最終的に、みんなで話し合い、たどり着いた結論が、曲の最後のフレーズだった。
「でもさ…和も洋も両方うめえええええええええ!!!、最強〜♪」
そう、結局のところ、美味しいものは美味しいのだ。バトルの末に辿り着いた、究極の「和解」だった。
(回想終わり。ライブのステージへと戻る――)
『wha yo it's Okashi (和洋いとおかし)』の演奏は、ライブハウスを、まるで楽しいパーティー会場のように変えていた。

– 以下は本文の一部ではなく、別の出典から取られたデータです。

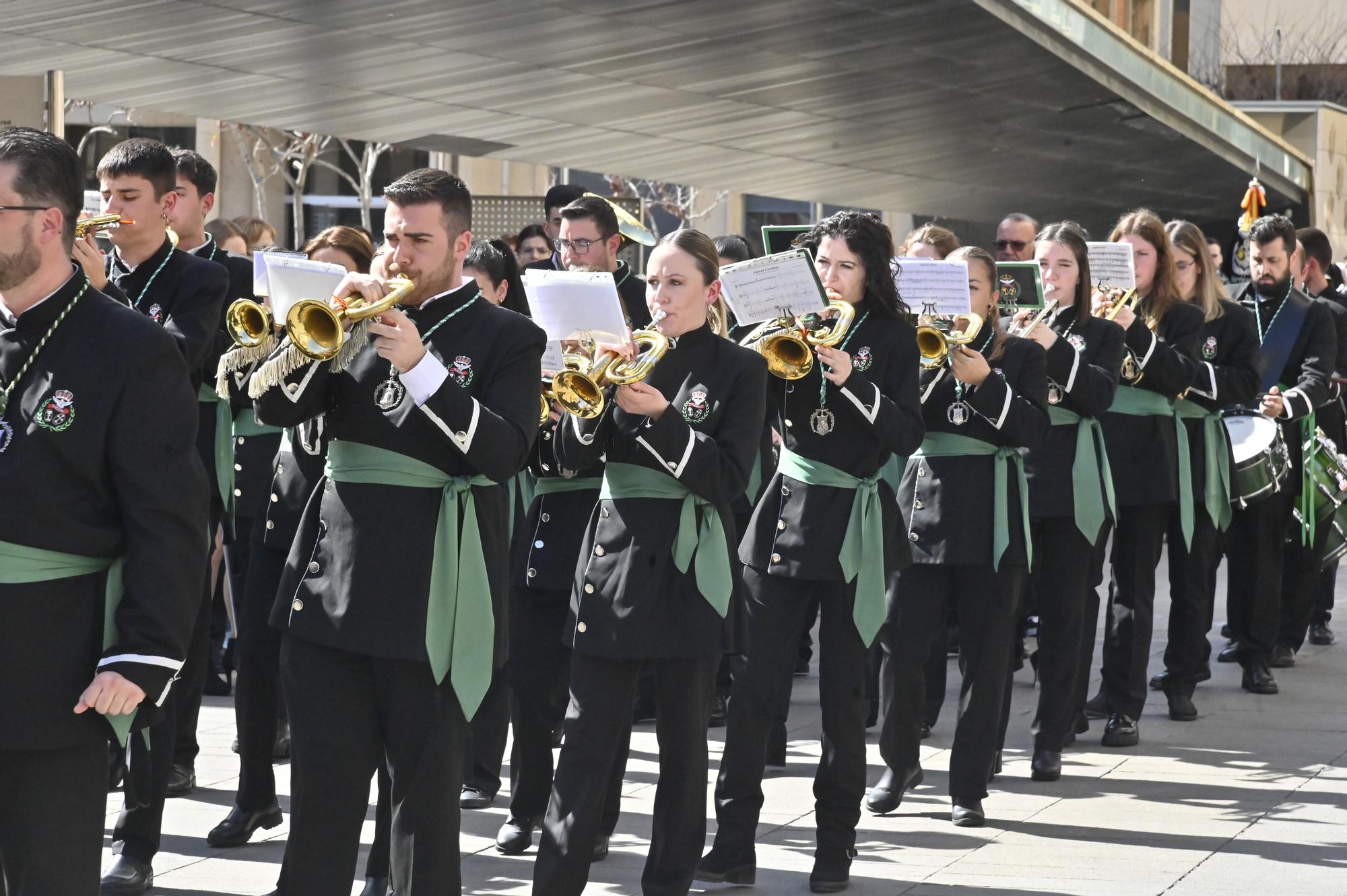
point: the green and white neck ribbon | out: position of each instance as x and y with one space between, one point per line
952 444
1216 486
701 541
1092 478
1143 403
460 619
863 545
21 564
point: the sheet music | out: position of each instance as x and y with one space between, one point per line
1112 265
934 287
764 288
569 304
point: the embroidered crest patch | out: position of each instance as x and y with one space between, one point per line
57 412
461 370
696 409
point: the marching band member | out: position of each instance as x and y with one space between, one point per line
1228 376
1148 456
969 530
825 528
654 582
393 595
1070 485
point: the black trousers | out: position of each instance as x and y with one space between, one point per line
539 665
52 806
1063 594
348 715
1193 594
1256 551
599 722
777 610
987 603
1138 544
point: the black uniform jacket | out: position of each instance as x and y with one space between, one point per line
628 598
630 287
187 299
797 530
949 501
359 572
1144 451
100 464
1084 362
1226 376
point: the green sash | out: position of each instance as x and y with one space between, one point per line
460 621
707 539
22 564
1216 487
1143 403
863 547
224 446
1088 471
952 444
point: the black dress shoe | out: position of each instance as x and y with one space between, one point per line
1121 731
968 813
475 798
1046 765
126 878
727 867
240 824
515 836
1259 680
1096 708
183 781
888 794
1182 708
832 871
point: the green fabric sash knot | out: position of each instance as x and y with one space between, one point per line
22 564
1143 403
224 446
460 621
1089 470
863 545
1216 487
952 444
707 540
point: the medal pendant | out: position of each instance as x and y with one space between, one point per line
390 393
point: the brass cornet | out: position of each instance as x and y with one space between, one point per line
935 337
317 327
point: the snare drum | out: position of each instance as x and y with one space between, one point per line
1260 454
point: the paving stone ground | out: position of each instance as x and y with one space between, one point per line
1252 798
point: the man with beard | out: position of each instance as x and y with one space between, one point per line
1295 362
104 520
395 588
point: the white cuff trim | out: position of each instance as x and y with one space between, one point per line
425 378
871 412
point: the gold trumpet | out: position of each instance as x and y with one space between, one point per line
940 334
99 222
789 345
319 329
581 390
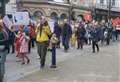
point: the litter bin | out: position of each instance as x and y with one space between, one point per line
2 64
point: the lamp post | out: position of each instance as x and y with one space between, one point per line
109 11
69 11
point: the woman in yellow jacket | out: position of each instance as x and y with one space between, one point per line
42 37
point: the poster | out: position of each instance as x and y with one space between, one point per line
21 18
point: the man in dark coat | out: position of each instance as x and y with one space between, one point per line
95 37
66 34
80 35
3 50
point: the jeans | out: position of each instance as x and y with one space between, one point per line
53 55
42 51
65 42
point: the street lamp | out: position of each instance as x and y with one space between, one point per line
2 6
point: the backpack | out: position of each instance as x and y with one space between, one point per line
3 40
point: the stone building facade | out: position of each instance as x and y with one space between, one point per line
52 9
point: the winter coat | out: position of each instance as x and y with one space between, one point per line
67 31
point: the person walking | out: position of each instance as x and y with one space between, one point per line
3 49
42 37
57 31
53 42
24 40
95 37
66 34
80 35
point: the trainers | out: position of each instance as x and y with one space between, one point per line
53 66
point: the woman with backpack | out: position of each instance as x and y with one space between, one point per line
3 50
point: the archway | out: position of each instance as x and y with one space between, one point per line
54 16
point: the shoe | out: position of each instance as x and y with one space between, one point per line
42 66
53 66
28 61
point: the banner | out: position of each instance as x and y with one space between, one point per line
21 18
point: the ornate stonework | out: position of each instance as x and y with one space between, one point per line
47 8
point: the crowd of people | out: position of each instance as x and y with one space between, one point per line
74 34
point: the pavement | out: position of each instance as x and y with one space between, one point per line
74 66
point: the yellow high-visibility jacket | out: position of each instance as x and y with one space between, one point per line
46 32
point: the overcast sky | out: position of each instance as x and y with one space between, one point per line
58 0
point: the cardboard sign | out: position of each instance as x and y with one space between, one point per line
21 18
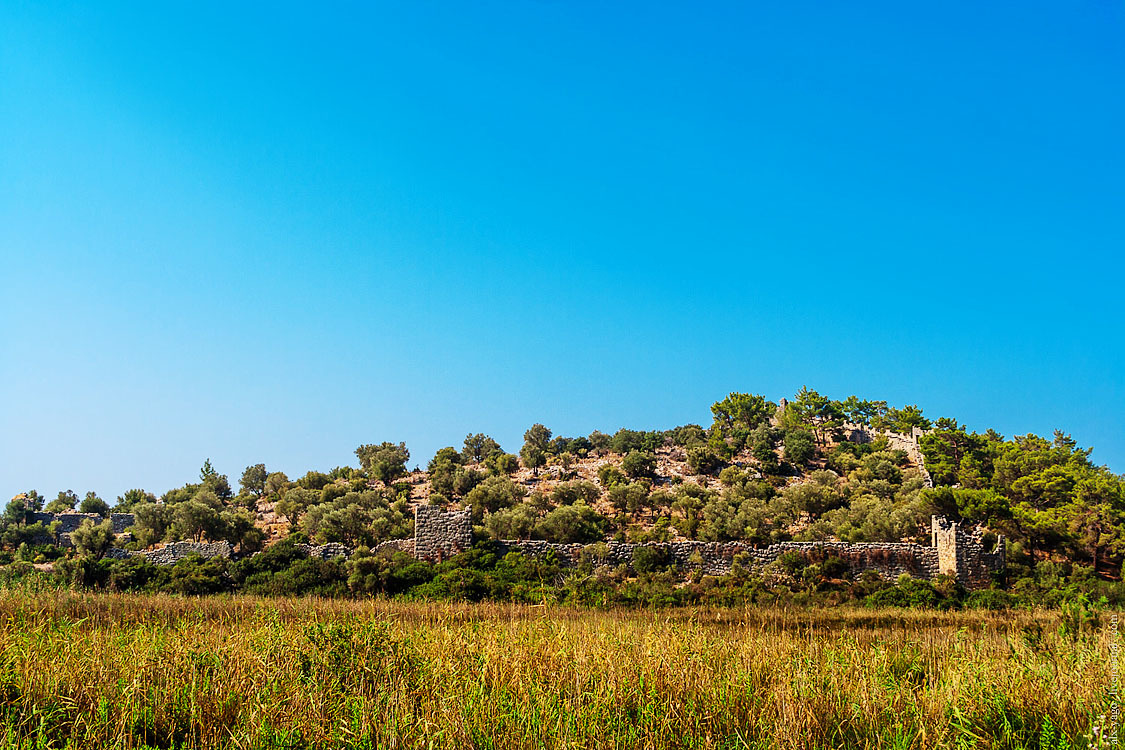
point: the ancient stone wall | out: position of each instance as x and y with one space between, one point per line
440 534
954 551
961 552
172 553
889 560
898 441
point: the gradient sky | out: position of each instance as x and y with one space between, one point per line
273 233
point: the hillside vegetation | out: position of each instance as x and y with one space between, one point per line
759 472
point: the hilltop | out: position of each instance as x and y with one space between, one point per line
808 469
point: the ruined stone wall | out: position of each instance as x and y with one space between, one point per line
172 553
889 560
898 441
961 552
440 534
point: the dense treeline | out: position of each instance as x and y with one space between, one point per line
758 473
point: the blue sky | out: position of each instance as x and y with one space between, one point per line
273 233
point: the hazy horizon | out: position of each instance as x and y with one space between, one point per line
271 235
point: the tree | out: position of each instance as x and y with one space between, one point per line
639 464
239 529
91 540
516 522
479 446
198 517
315 480
536 444
276 482
492 495
857 410
502 463
812 410
746 410
703 460
385 461
295 503
538 436
132 498
902 419
799 446
253 479
573 523
151 522
214 481
599 441
93 504
66 500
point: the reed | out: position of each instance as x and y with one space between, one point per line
102 670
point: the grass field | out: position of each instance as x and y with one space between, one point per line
105 670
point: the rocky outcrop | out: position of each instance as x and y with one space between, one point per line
440 534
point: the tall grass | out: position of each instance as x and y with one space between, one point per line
125 671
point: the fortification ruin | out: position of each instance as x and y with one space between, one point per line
440 534
954 551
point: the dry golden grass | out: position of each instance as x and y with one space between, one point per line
98 670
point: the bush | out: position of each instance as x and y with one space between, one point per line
638 464
609 475
799 446
703 460
650 559
573 523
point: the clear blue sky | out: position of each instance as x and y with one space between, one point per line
273 233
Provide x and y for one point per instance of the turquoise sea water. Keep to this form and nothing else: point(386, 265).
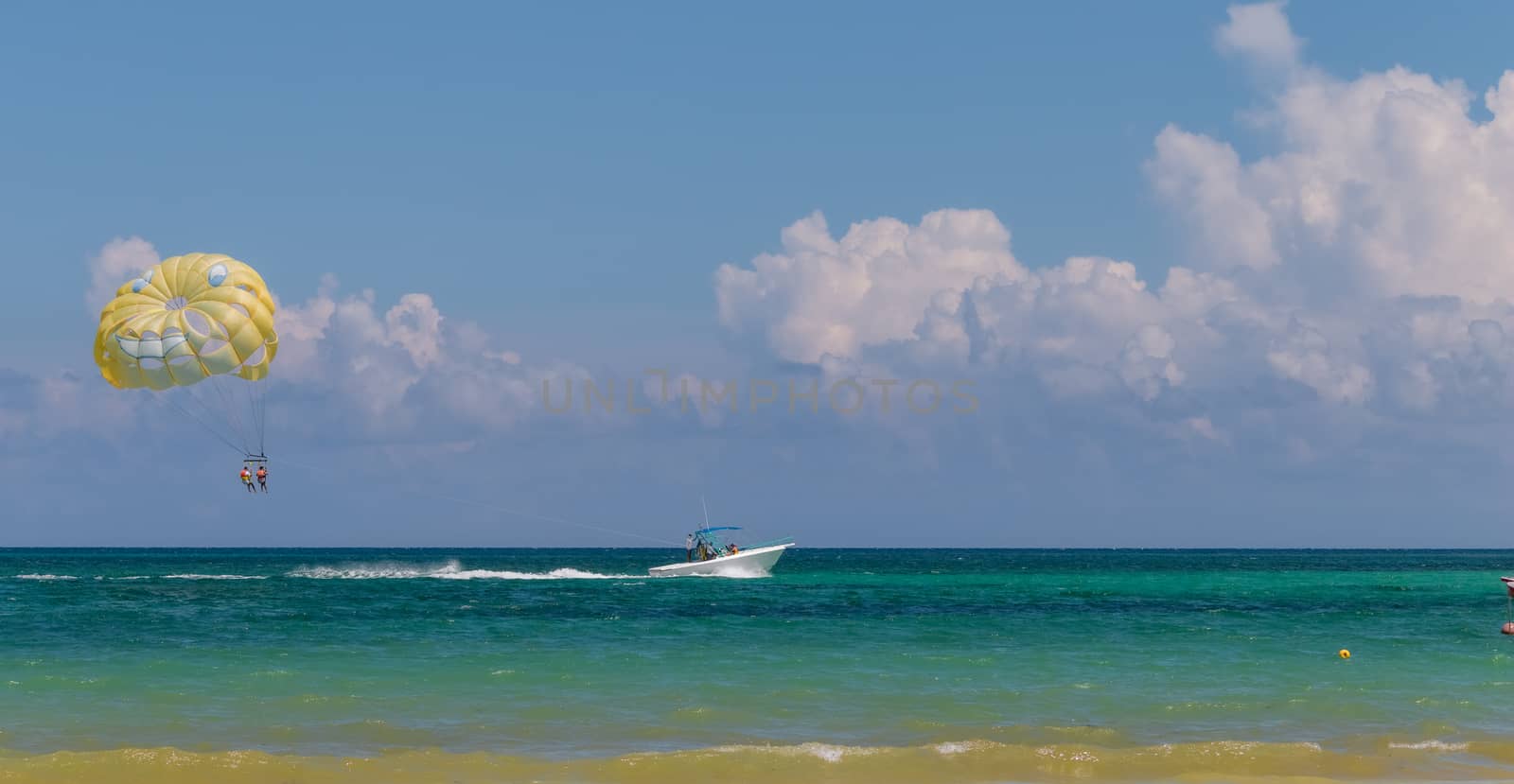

ミオとユメカ、ルナが代わる代わるラップパートを歌い、時にはコミカルな振り付けも交える。観客は、その予想外の展開と、ユーモラスな歌詞に大爆笑。手拍子をしながら、体を揺らしている。
葵は、時折、二人のやり取りを見て小さく笑みを浮かべながら、クールにギターを弾きこなす。凛も、楽しそうに鍵盤を叩き、曲の陽気さを引き立てていた。
そして、曲のクライマックス。
「和菓子は心、洋菓子は派手さ!」
「比べてみればいいじゃん!」
と、ミオとルナが叫び合った後、
「Yo!Yo!和でも洋、甘けりゃ正義! スプーンも箸も、みんなでLet's Eat!」
と、ミオが歌い上げ、最後に全員で声を合わせた。
「でもさ…和も洋も両方うめえええええええええ!!!、最強〜♪」
ライブハウスは、割れんばかりの拍手と、大きな笑い声に包まれた。
五人のメンバーは、汗だくになりながらも、最高の笑顔で観客に深々と頭を下げた。
「ありがとうございましたー! 東京たんこぶでしたー!」
ミオの叫びに、会場の熱狂はさらに高まる。
初めてのライブは、バンド紹介曲で始まり、甘酸っぱい恋の歌、自分らしさを叫ぶロック、そしてユーモラスな「おやつバトル」まで、様々な表情を見せてくれた。
『転んでも立ち上がる』。そのバンドのコンセプトは、それぞれの曲に、それぞれのメンバーの個性を通して、確かに届けられた。
ステージを降りる五人の背中には、小さなライブハウスの光が輝いていた。
彼女たちの物語は、まだ始まったばかりだ。